Step 1: Calculate the mass defect ($\Delta m$) of a single reaction.
The mass defect is the difference between the total mass of the reactants and the total mass of the products.
Mass of reactants $= \text{Mass of } {}^7_3\text{Li} + \text{Mass of proton} = 7.0183 \text{ u} + 1.008 \text{ u} = 8.0263 \text{ u}$.

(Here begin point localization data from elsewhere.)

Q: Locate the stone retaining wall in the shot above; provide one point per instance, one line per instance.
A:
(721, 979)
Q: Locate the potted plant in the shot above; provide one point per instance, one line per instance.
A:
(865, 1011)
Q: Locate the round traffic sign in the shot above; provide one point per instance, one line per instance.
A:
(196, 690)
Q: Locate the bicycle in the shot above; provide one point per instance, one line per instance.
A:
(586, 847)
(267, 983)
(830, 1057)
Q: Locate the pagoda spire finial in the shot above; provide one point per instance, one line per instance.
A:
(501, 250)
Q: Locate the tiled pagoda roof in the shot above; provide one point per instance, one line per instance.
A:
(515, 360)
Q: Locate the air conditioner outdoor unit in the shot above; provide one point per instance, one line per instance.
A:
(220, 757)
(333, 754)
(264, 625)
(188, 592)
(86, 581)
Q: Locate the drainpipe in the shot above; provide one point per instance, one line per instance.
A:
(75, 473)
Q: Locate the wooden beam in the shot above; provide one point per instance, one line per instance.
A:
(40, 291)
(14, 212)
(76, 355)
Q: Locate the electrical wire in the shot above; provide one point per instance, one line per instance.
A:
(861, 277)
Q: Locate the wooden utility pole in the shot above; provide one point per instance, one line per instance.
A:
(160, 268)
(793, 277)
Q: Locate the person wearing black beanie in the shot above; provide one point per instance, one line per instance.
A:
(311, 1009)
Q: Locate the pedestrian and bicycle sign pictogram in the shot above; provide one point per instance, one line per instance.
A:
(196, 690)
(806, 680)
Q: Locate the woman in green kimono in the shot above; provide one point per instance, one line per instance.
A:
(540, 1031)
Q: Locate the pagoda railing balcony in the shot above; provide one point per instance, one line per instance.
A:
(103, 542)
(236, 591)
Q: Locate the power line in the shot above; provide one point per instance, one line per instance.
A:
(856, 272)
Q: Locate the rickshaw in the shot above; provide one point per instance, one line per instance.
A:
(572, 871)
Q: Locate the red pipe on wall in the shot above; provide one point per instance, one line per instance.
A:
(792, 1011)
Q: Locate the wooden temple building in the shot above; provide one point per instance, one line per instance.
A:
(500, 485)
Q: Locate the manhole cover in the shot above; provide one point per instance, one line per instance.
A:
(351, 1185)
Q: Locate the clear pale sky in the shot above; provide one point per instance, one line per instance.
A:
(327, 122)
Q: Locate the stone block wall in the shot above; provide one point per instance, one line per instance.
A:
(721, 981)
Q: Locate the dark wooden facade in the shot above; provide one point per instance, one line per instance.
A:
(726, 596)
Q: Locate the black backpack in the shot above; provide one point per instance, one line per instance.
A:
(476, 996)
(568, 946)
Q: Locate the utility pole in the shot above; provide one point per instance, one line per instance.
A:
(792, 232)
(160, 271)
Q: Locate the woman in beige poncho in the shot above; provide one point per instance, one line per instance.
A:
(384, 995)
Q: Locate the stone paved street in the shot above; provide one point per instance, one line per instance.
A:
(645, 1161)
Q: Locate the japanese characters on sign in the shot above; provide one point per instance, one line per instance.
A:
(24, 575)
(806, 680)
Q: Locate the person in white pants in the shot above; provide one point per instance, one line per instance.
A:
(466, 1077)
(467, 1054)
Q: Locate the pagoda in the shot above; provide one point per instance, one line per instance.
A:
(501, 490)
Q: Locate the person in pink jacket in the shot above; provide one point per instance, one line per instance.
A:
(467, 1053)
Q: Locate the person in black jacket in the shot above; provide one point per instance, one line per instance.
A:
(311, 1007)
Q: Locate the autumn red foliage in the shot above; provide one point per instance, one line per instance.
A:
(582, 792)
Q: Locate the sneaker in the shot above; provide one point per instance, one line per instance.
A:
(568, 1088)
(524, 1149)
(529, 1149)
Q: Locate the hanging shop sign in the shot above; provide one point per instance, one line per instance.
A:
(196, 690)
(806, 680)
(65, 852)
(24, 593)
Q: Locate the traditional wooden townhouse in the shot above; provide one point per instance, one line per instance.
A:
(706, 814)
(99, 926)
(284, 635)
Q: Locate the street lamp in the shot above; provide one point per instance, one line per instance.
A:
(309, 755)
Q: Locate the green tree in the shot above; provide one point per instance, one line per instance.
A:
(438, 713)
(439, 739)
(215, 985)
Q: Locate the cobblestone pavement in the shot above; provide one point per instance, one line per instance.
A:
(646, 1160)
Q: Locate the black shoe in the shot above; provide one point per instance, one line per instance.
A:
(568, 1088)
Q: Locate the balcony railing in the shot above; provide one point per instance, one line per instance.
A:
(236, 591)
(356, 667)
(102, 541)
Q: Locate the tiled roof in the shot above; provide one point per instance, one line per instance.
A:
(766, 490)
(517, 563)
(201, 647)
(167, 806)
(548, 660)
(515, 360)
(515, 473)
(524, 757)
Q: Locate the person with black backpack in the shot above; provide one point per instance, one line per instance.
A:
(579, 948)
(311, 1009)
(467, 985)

Mass of products $= 2 \times \text{Mass of } {}^4_2\text{He} = 2 \times 4.004 \text{ u} = 8.008 \text{ u}$.
$$\Delta m = 8.0263 \text{ u} - 8.008 \text{ u} = 0.0183 \text{ u}$$

Step 2: Calculate the energy released per single reaction.
Using the conversion $1 \text{ u} = 931 \text{ MeV}$, the energy released ($E_{single}$) is:
$$E_{single} = 0.0183 \times 931 \text{ MeV} \approx 17.0373 \text{ MeV}$$

Step 3: Find the total number of Lithium atoms in the given mass.

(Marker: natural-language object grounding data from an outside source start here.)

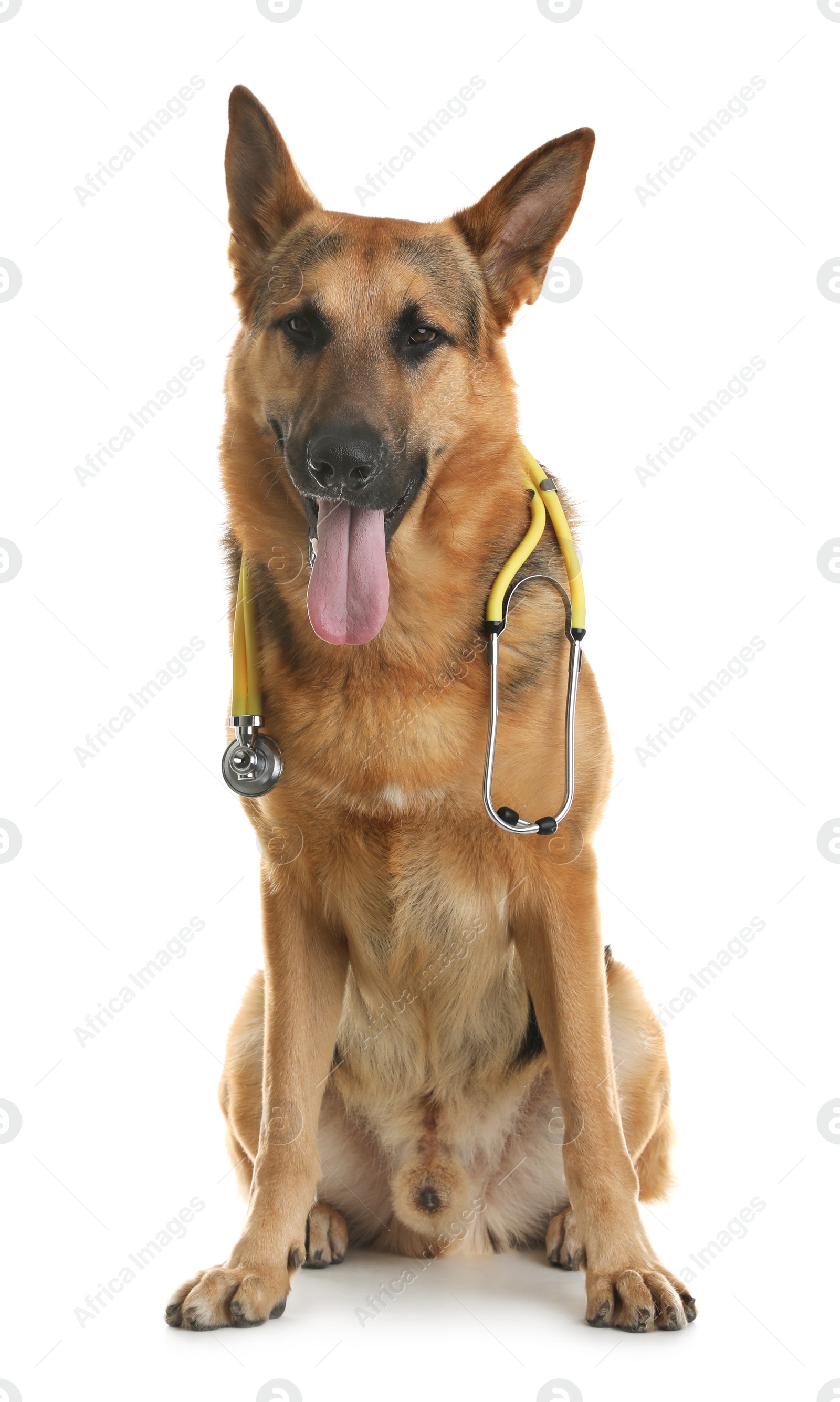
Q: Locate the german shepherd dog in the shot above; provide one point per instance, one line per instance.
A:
(438, 1058)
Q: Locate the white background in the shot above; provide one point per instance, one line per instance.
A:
(117, 576)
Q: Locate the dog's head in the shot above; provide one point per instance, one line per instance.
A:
(366, 342)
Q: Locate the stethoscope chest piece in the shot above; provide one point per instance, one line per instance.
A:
(251, 765)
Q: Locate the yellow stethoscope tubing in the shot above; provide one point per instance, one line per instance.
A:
(247, 690)
(542, 503)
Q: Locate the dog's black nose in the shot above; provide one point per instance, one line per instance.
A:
(428, 1199)
(344, 461)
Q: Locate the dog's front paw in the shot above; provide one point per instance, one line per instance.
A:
(563, 1242)
(326, 1237)
(638, 1302)
(233, 1296)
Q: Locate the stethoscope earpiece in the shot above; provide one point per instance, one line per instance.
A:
(253, 763)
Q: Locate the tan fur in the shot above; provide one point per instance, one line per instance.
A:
(382, 1064)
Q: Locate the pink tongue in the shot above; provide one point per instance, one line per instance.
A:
(348, 592)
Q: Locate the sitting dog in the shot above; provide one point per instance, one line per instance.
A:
(439, 1058)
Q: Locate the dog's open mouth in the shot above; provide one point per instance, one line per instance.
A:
(348, 592)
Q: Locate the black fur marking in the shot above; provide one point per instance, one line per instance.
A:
(532, 1043)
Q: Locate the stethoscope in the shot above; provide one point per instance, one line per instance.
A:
(253, 765)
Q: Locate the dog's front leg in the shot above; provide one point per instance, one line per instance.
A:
(557, 932)
(306, 966)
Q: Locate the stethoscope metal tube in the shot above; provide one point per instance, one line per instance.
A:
(251, 765)
(507, 818)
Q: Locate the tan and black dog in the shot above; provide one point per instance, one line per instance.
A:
(438, 1058)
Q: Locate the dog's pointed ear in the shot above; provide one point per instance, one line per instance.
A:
(266, 193)
(517, 226)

The mass of the sample is $m = \frac{7}{17.13} \text{ kg} = \frac{7000}{17.13} \text{ g}$.
Molar mass of ${}^7_3\text{Li} = 7 \text{ g/mol}$.
Number of nuclei ($N$) $= \frac{\text{Mass}}{\text{Molar mass}} \times N_A = \frac{7000 / 17.13}{7} \times 6.0 \times 10^{23}$
$$N = \frac{1000}{17.13} \times 6.0 \times 10^{23} = \frac{6 \times 10^{26}}{17.13}$$

Step 4: Calculate the total energy released.
Total energy $E_{total} = N \times E_{single}$
$$E_{total} = \left( \frac{6 \times 10^{26}}{17.13} \right) \times 17.0373 \text{ MeV}$$
$$E_{total} \approx 6 \times 10^{26} \times \left( \frac{17.0373}{17.13} \right) \text{ MeV} \approx 5.967 \times 10^{26} \text{ MeV}$$
Convert to electron-volts (eV) where $1 \text{ MeV} = 10^6 \text{ eV}$:
$$E_{total} \approx 5.967 \times 10^{26} \times 10^6 \text{ eV} = 5.967 \times 10^{32} \text{ eV}$$
Comparing this with $\alpha \times 10^{32} \text{ eV}$, we get $\alpha \approx 5.967$.
Rounding to the nearest integer, $\alpha = 6$.